Today, the YSL label no longer does couture. Its ready-to-wear line has been under the charge of Tom Ford, and now Stefano Pilati. The label's most significant triumph in recent memory is the now-passe Muse bag, once sported by Kate Moss and Lindsay Lohan as the most It of It bags.

But with the world's attention once again on the achievements of the label's founder, perhaps a new era of innovation in style may not be too much to hope for.


ENDURING AND ACCESSIBLE

The rarefied world of luxury peddled by iconic French fashion designers may seem distant for many regular women these days. But the work of Gabrielle 'Coco' Chanel, Christian Dior and Yves Saint Laurent made an impact on the wardrobes of all women, regardless of whether they could afford couture.

Gabrielle 'Coco' Chanel (1883-1971)

It's almost shocking how many enduring articles of fashion this savvy mademoiselle pioneered.

The woven Chanel suit, with its boxy jacket (right) and prim trim, remains a favourite of society matrons and credibility-hungry It girls, much like the quilted 2.55 handbag.

The little black dress has taken on a life of its own, becoming the uniform of elegant minimalists since Chanel premiered it in Vogue in 1926.

Every fashionista laden with ropes of fake pearls and other assorted trinkets today owes a debt to the costume jewellery trend first started by Chanel herself. And let's not forget the inimitable Chanel No. 5, launched in 1921 and still one of the best-selling perfumes of all time.

Christian Dior (1905-1957)

There were a mere 10 years between the launch of his first collection in 1947 and his death in 1957.

But the impact of his 1947 New Look collection made both his reputation and that of the Paris fashion industry for decades to come.

Celebrating a silhouette of a full skirt flaring out from a nipped waist, Dior's collection infused post-war fashion with traditional femininity and luxury, creating a gold standard of chic glamour that is still valuable fashion currency today. Why do you think model-turned-French First Lady Carla Bruni (right) chose Dior for her first overseas state visits?
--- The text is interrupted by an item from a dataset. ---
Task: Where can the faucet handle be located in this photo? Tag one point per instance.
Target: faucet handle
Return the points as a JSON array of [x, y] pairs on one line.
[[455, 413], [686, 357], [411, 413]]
Yves Saint Laurent (1936-2008)

He may have been Dior's protege, but the career of this fashion prodigy was considerably more steeped in the modern world than Dior's old-world romance.

Still, the sleek lines of his tuxedo suits and safari jackets and the bold colours of his modern art-inspired dresses were not any less enthralling for women.

The Telegraph's Celia Walden writes that YSL was a designer 'who, as I was growing up, was responsible for making clothes that rendered me sick with longing'. And the (relatively) more affordable ready-to-wear collections these days? Credit goes to his Rive Gauche boutique of 1966, which helped to make stunning fashion more accessible to the woman on the street.